The most common type of bias in machine learning is that of smoothness. This means that the function to be learned f is s.t. x ≈ y generally implies f(x) ≈ f(y). This roughly translates as “similar inputs should provide similar outputs”. Obviously, this is a reasonable assumption to make for lots of problems but also wrong for any situation where non-linearities are involved. This prior is first and foremost used in linear regression or any other similar method, such as the generalized linear model. This assumption can be relaxed in these methods with the introduction of non-linear terms (such as the square or the logarithm of a feature). This assumption is also quite strong in k-nearest neighbours.

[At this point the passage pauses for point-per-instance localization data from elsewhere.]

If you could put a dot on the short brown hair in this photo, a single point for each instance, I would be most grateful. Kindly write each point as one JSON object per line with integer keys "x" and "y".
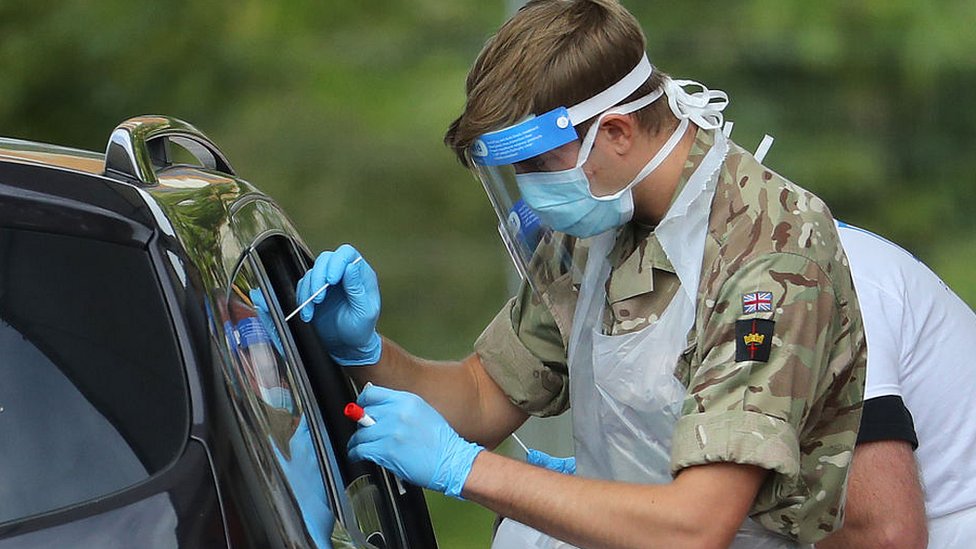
{"x": 553, "y": 53}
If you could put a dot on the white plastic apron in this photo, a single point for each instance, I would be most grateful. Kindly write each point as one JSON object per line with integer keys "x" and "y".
{"x": 625, "y": 398}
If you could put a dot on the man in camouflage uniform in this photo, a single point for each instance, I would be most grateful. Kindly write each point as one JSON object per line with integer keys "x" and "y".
{"x": 771, "y": 372}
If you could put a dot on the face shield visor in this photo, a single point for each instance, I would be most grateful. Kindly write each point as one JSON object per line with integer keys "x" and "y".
{"x": 523, "y": 170}
{"x": 533, "y": 171}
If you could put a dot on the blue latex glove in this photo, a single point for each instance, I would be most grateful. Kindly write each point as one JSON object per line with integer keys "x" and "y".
{"x": 413, "y": 441}
{"x": 559, "y": 465}
{"x": 345, "y": 314}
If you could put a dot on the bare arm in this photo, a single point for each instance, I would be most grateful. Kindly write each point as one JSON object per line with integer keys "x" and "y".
{"x": 885, "y": 504}
{"x": 702, "y": 508}
{"x": 461, "y": 391}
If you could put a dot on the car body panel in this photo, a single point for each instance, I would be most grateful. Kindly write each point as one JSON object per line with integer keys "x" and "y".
{"x": 200, "y": 227}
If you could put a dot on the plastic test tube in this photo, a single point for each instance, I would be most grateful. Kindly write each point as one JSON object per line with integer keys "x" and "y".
{"x": 356, "y": 413}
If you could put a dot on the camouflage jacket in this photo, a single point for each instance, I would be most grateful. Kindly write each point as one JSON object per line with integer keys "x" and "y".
{"x": 775, "y": 362}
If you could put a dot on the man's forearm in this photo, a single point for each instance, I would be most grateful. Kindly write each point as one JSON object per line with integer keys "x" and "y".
{"x": 460, "y": 390}
{"x": 885, "y": 504}
{"x": 703, "y": 507}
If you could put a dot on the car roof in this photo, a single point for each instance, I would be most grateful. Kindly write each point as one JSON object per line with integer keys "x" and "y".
{"x": 215, "y": 215}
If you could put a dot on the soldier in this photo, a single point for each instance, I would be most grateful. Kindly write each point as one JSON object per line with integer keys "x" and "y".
{"x": 695, "y": 308}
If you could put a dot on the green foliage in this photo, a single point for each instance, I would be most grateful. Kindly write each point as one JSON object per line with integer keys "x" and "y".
{"x": 337, "y": 109}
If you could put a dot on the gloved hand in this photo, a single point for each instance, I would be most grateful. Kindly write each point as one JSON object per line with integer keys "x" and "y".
{"x": 559, "y": 465}
{"x": 345, "y": 314}
{"x": 413, "y": 441}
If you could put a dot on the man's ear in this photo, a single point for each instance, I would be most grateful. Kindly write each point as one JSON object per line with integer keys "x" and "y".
{"x": 619, "y": 131}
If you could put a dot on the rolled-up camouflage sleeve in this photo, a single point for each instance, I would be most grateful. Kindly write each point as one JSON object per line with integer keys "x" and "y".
{"x": 763, "y": 354}
{"x": 522, "y": 350}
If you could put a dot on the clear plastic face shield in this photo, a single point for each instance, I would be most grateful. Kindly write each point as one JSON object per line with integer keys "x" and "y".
{"x": 529, "y": 165}
{"x": 533, "y": 171}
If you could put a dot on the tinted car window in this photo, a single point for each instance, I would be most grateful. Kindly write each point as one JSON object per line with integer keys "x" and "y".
{"x": 92, "y": 388}
{"x": 269, "y": 392}
{"x": 368, "y": 494}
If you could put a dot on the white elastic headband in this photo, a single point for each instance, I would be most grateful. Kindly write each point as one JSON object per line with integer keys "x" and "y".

Another type of prior that is commonly used is that of the hierarchical organisation of the explanatory factors. This is the primary assumption in models such as factor analysis or multilevel models. It is also one reason that deep neural nets have had so much success in visual and acoustic tasks, since the structure of these tasks is inherently hierarchical. Actually, our visual cortex is designed in a hierarchical function, as well.

multilevel model
Example of a multilevel model

Factor analysis is also involved in another prior, that of manifolds. According to this prior, the real space we are operating in has a lower dimensionality that the one suggested by the number of variables. The most common method for this type of problems is Principal Component Analysis. In the figure below you see an example of a dataset with two variables, where the true dimensionality of the problem is equal to 1. Even though there are two variables the data can be described quite well by moving alongside a single component. In that particular case, it might be advantageous to use this component in a supervised model, instead of the two original variables.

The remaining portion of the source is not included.